Bravissima, Erika! Voglio però credere che sia solo e soltanto frutto di fantasia; altrimenti, sarebbe un "osanna" all'amore più che profano, all'amore violento, all'amore grave di disperazione e senz'alcun futuro... Tutto, a danno della povera donna vittima!

-- 28/03/2013 -- 14:15:17 -- Erika

E' un racconto ispirato a vicende reali, non necessariamente vissute in prima persona! Potrebbe risultare pericoloso, spesso difficile addentrarsi nei meandri della mente umana e non è facile esprimere opinioni in merito. Non si può accusare qualcuno di essere incapace di amare, ognuno ama a modo suo... il "come" fa la differenza. Un pensiero va a tutti coloro che si nascondono nel silenzio, a tutte le vittime dell'Amore. E non esistono vinti o vincitori, ma solo eroi. La ringrazio, Vincenzo!
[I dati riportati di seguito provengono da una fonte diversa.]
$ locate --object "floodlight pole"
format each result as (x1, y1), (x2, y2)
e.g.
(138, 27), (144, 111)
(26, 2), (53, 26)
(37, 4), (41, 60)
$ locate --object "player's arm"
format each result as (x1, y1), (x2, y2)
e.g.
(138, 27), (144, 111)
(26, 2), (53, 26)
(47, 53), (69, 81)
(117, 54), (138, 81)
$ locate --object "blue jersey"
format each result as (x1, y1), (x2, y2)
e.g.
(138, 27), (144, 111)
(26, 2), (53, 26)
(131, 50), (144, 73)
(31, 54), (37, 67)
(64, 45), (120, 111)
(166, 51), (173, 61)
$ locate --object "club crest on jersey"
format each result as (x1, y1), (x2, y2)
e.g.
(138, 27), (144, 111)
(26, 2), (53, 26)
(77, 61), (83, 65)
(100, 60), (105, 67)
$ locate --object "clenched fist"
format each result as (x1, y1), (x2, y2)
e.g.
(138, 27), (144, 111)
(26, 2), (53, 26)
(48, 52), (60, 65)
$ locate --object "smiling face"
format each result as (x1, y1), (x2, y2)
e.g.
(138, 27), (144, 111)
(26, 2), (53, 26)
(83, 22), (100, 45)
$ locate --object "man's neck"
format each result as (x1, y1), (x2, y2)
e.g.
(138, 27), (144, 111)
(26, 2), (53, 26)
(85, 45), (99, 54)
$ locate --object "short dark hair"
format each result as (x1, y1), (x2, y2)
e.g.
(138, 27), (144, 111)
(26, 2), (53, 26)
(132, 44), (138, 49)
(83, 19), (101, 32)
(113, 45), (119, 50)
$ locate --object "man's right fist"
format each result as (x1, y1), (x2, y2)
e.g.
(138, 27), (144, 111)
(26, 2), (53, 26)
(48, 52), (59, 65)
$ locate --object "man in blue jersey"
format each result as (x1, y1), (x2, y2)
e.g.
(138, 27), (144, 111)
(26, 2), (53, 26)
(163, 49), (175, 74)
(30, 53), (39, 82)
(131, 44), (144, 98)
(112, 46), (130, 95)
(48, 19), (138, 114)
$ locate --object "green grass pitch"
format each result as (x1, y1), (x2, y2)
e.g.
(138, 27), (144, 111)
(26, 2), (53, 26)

-- 29/03/2013 -- 17:58:17 -- vincenzo

Certo, cara "collega" (posso definirti così?). Si può essere "eroi" come tu dici e ciascuno di noi può darne definizione secondo il proprio vissuto o secondo il proprio angolo di visuale - che non può e non potrebbe essere (è meglio che non sia), identico per tutti. Quanto a "legere in" quel che è stato scritto, in pari modo viene recepito/interpretato. Ogni "morale" a parte, rimane invariato il mio giudizio, il mio compiacimento: sei all'incipit di un'ottima strada.